Question: How should a leader react when an employee has a personal crisis?
Answer: Putting one’s employees first is never more evident than during times of personal crisis for the employee. These occasions inevitably arise because people are human and difficult circumstances (death, divorce, illness) do at some point arise. When they do, the leader’s response either cements or breaks the bond between the leader and their people.
I have two examples which illustrate the case, one positive and the other negative.
I found myself in hospital once with a young person who was going through brain surgery for two tumours in her brain. She was the manager of a car rental agency and she told me, with humility, that she regularly received offers at twice her current pay. The reason that she was never tempted however was because of her boss who, at this moment, entered the ward. “Where else could I find this?” she said. “He is not only doing my job and his for as long as I am incapacitated, but he comes to visit me at least twice a week, even though he lives on the other side of town.”
A young man was washed off a pier on a Sunday afternoon while fishing with his mates.
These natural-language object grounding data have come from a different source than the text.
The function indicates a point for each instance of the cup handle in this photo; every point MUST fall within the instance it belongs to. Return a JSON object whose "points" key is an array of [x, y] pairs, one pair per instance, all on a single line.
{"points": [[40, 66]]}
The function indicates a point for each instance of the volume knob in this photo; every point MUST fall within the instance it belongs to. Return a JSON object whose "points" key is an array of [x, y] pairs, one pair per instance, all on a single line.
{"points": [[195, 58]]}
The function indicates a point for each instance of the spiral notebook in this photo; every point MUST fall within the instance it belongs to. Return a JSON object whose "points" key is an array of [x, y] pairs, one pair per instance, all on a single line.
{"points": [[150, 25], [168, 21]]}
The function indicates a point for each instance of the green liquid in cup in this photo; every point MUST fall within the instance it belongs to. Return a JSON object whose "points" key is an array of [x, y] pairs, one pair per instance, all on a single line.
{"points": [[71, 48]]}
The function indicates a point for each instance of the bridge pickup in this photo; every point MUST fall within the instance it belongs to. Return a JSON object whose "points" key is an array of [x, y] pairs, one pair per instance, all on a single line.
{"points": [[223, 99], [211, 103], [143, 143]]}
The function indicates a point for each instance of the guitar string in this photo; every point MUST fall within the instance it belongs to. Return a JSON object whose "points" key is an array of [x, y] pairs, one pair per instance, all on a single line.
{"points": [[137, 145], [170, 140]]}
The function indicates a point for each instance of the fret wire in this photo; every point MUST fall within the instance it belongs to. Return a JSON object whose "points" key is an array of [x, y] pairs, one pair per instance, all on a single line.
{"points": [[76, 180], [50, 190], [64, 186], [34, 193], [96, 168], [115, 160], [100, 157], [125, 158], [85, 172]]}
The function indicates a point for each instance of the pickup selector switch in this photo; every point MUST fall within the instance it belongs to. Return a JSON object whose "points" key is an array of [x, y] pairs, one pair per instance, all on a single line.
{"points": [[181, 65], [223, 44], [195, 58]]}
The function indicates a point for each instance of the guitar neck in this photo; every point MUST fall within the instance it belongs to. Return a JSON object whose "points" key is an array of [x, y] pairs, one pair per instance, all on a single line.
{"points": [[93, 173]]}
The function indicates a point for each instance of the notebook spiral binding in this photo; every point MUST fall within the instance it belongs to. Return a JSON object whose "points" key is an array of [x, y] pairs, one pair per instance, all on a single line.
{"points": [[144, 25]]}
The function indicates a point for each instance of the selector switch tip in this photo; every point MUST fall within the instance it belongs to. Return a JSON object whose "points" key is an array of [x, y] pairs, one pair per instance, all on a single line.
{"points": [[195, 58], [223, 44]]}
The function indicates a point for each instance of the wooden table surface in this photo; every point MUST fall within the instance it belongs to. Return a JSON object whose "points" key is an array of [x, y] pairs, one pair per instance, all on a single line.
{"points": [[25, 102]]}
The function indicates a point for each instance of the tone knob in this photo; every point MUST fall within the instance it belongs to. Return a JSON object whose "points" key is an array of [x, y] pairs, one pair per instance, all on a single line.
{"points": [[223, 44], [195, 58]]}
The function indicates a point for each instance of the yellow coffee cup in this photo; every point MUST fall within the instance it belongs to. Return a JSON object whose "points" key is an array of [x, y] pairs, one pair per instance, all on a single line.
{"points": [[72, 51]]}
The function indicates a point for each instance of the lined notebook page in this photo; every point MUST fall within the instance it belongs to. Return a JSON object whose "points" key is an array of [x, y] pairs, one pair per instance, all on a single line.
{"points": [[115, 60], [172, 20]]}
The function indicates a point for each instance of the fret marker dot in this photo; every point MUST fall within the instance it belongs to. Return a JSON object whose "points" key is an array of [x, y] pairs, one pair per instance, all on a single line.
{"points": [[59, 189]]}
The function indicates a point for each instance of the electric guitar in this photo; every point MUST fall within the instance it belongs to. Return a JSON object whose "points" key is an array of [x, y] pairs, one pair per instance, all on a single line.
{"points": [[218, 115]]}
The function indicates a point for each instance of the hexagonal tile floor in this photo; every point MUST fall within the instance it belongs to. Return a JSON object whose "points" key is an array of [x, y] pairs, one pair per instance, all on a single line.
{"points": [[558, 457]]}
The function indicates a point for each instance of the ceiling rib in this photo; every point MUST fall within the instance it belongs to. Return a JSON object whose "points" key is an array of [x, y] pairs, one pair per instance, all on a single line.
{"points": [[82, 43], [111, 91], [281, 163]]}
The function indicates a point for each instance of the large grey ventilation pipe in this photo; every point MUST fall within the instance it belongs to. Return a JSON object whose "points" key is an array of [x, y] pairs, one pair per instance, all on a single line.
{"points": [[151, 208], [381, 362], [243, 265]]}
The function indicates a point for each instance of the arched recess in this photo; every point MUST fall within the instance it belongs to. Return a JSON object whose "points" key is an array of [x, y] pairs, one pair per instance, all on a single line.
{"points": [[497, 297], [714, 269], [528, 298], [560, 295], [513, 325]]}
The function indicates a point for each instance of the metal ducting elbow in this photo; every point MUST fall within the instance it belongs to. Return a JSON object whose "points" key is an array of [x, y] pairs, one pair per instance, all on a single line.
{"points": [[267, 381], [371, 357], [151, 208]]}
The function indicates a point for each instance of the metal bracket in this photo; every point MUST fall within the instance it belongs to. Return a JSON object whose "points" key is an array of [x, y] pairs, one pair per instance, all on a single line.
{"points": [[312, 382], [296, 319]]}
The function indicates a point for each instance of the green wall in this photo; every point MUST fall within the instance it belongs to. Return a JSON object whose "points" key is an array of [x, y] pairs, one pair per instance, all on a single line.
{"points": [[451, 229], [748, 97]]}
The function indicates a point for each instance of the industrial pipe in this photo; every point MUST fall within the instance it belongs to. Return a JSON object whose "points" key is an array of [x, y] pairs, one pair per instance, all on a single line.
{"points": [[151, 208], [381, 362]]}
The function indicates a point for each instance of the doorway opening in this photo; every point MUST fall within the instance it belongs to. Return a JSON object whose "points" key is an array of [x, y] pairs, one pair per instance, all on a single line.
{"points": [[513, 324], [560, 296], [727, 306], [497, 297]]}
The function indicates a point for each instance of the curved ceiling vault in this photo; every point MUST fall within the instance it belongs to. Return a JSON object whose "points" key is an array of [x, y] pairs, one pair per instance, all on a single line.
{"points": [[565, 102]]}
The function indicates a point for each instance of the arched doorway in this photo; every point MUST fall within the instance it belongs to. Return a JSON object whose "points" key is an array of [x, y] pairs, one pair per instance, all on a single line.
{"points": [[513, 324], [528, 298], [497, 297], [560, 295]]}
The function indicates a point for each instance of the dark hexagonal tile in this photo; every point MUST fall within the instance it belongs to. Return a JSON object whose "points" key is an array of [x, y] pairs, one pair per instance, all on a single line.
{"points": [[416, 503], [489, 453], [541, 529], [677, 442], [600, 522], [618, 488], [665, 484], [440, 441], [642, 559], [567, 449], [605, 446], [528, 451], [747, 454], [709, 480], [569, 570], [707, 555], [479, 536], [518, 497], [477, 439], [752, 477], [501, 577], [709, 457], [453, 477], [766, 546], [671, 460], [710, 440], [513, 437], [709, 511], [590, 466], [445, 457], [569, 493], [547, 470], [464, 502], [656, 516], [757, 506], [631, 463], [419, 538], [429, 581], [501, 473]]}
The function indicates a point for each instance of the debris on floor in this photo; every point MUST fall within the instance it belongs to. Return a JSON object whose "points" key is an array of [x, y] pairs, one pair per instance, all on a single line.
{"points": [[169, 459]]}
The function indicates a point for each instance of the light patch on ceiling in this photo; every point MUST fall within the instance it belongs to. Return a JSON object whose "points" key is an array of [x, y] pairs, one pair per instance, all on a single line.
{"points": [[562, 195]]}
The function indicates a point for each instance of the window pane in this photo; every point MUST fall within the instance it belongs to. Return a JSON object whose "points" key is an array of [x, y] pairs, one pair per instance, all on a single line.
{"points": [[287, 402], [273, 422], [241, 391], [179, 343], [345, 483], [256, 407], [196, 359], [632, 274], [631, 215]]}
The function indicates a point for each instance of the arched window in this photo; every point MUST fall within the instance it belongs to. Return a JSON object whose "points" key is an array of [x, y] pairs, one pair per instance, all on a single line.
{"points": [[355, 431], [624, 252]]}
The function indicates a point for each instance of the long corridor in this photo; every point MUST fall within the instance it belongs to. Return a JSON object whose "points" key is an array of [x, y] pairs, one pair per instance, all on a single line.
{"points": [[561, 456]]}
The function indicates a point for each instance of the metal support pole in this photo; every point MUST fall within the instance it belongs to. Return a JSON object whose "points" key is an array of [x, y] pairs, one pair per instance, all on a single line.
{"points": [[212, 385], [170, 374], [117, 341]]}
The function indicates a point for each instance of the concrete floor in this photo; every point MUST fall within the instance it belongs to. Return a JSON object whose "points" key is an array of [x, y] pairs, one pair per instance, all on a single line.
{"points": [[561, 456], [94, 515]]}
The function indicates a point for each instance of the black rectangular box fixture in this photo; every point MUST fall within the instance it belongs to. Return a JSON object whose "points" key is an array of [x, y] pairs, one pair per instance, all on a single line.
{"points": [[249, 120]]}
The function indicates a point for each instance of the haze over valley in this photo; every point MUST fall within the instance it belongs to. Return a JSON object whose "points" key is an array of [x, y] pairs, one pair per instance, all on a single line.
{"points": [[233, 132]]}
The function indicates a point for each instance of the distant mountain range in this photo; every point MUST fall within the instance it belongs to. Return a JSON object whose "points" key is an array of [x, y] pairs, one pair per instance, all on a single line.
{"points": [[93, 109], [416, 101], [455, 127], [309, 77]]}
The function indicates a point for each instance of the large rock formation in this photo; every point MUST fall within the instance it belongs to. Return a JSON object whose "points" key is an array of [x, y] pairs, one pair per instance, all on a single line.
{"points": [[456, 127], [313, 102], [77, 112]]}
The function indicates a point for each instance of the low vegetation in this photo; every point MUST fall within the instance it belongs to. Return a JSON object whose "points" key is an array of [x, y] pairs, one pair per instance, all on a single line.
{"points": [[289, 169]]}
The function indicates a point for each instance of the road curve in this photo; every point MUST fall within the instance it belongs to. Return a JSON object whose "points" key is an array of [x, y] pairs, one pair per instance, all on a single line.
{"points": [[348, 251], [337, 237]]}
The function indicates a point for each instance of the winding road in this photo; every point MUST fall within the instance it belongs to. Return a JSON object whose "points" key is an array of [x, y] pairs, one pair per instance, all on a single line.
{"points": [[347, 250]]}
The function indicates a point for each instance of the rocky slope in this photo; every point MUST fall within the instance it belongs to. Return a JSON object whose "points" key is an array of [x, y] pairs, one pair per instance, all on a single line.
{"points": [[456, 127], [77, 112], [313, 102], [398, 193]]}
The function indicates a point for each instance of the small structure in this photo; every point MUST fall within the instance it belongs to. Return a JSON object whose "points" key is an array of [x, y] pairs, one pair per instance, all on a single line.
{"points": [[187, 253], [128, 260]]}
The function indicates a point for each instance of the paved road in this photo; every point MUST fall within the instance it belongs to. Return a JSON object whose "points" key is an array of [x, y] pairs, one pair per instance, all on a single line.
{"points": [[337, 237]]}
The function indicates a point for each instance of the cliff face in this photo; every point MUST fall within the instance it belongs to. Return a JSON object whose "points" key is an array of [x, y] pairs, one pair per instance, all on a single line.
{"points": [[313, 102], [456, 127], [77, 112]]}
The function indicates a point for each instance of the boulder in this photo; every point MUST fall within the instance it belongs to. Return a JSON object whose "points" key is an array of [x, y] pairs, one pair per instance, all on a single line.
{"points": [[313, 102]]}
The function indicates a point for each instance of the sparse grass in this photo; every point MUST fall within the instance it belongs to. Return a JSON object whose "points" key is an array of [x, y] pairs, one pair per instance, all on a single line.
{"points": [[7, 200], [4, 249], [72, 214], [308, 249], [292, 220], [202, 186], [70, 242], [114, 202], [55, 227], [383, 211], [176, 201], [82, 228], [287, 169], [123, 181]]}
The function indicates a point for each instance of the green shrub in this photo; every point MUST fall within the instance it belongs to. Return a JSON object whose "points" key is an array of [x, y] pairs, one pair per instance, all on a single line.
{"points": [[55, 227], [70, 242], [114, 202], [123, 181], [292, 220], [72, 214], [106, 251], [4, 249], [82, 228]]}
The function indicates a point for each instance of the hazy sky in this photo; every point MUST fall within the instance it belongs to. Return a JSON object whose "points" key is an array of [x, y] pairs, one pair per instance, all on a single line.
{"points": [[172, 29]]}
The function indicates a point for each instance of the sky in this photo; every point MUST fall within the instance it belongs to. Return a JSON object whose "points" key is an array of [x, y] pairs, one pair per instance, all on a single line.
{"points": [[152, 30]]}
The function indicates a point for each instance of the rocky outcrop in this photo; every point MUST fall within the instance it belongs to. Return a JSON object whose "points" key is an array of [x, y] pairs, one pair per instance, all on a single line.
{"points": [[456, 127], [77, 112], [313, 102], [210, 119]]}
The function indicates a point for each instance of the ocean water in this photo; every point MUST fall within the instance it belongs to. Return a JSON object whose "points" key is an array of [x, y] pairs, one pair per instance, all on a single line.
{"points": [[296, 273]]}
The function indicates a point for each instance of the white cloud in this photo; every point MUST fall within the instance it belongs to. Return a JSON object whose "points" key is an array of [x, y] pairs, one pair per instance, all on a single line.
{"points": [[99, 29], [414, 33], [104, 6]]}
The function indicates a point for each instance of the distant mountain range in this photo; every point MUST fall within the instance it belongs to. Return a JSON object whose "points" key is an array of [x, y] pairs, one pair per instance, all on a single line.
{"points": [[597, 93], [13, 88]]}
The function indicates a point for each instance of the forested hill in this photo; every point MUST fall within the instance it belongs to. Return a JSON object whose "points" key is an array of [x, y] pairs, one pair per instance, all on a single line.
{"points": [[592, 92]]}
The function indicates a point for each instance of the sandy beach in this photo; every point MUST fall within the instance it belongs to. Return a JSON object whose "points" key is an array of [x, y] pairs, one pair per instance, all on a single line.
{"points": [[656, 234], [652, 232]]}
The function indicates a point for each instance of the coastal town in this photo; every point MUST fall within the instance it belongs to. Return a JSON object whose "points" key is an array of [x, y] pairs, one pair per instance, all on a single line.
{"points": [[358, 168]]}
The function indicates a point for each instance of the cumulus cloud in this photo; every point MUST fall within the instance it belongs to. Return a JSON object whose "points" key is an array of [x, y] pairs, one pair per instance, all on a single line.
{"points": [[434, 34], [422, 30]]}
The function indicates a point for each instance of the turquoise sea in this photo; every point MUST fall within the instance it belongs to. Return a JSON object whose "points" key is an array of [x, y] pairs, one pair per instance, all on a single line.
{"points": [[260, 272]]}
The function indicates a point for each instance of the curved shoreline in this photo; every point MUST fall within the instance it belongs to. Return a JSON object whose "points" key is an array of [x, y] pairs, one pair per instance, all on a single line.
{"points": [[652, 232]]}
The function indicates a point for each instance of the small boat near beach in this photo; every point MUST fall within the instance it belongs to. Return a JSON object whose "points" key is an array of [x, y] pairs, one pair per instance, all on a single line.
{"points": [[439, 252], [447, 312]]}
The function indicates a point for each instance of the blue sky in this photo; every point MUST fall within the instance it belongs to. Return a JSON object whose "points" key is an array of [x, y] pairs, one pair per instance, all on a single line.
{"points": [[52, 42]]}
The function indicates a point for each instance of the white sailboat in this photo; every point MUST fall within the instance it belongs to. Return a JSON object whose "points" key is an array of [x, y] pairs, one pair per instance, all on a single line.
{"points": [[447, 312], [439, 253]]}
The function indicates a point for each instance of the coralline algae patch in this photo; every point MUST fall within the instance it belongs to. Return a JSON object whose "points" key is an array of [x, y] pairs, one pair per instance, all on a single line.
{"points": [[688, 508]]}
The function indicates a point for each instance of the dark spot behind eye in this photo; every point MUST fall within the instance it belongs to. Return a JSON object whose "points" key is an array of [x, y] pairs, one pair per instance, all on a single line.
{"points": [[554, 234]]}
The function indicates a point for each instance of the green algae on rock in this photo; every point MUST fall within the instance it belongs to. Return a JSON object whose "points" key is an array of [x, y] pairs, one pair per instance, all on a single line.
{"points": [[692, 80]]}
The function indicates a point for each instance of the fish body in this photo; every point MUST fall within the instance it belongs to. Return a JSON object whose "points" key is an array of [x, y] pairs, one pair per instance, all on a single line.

He plummeted down to the rocks below, miraculously did not die, but as a result of his injuries spent many weeks in hospital. He confronted his boss upon his return to his work: “Why, in all those weeks, did you not come and see me?” His boss’s response – that he asked after him at least three times a week – simply did not hold water. The bottom line was that the relationship was over. There was nothing the boss could do to recover from this. His only hope was to behave very differently when personal issues impacted on the lives of other people in his team.
I once spoke to a woman in a retail branch in a bank. She had the following to say. Firstly, that she had had a horrendous year from a personal point of view (she did not give details). “Throughout the year,” she said, “my manager was there for me … now there is nothing that, if my manager (not the bank) asked of me, I would not do it.”
People give their all at the end of the day for someone (who truly cares about them), not some organisational entity or thing.
Simon Sinek sums it up when he says that people follow leaders who have chosen to look after them. This is what a leader is.